The next big step forward in electronics will be the migration of artificial intelligence (AI) from the datacentre to the edge. As systems grow more complex, the size of the code required to calculate for every eventuality grows exponentially. Training the system to “think” for itself and make decisions based on its programming and past experiences makes a lot of sense if it can be properly implemented. It is only now that we can manufacture the silicon chips to allow real AI implementations to happen outside of a large computing centre. The amount of processing required to perform AI calculations is enormous, and processing and power scale together. Until now, most AI systems have been installed in datacentres as part of the cloud, to make powering the AI devices easier. But, there is becoming a real need to have AI processing closer to where it is needed, rather than introducing latency by sending captured data through the internet to a datacentre and back. For example, an autonomous vehicle needs to know if a collision is imminent immediately, not several seconds later when the data has been uploaded and control information is returned. To perform at the edge, AI chips have to be small, which has led to unprecedented power density requirements. We either need to find new ways to power these chips, or to try to make them need less power to operate. Even in the datacentre, reducing the power requirements of AI systems would save operators millions of dollars.
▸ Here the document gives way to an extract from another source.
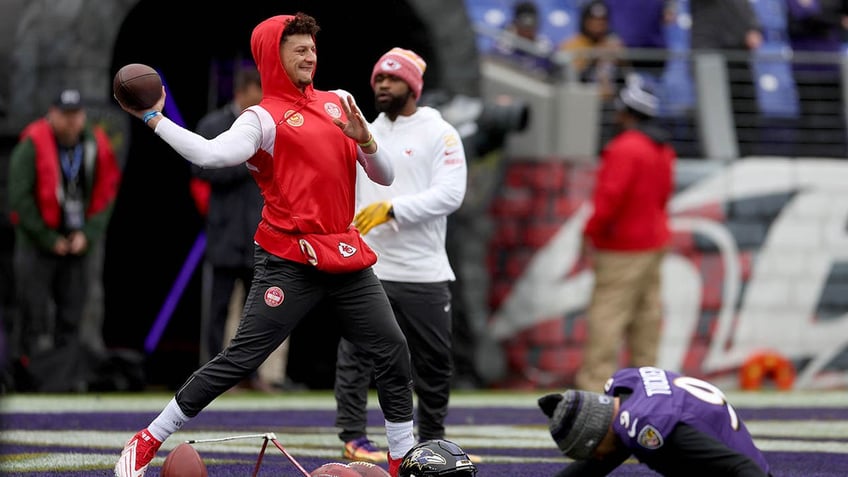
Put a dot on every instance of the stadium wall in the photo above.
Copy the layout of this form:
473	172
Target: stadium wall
759	262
One solution could be to design ICs that mimic the way that the human brain works. The brain’s hundred billion neurons consume only about 20 watts. If we could get AI processing to operate similarly to our brains, then we could reduce the amount of energy used by AI algorithms to a much more manageable level. TU Graz’s Institute of Theoretical Computer Science and Intel Labs have been working on this issue and now have demonstrated that a large neural network can process sequences, such as sentences, while consuming four to sixteen times less energy while running on neuromorphic hardware than non-neuromorphic hardware. The new research uses our learnings from neuroscience to manufacture chips that function similar to those in the brain. The experiment was based on 32 Intel Labs’ Loihi neuromorphic research chip
The research focused on algorithms that work with temporal processes. For example, the system answers questions about a previously told story and extracts relationships between objects or people from the context. The researchers link two types of deep learning networks for this purpose. Feedback neural networks are responsible for “short-term memory.” So-called recurrent modules filter out possible relevant information from the input signal and store it. A feed-forward network then determines which of the relationships found are very important for solving the task. Meaningless relationships are screened out, the neurons only fire in those modules where relevant information has been found. This process leads to the energy savings.
This research was financially supported by Intel and the European Human Brain Project, which connects neuroscience, medicine, and brain-inspired technologies in the EU.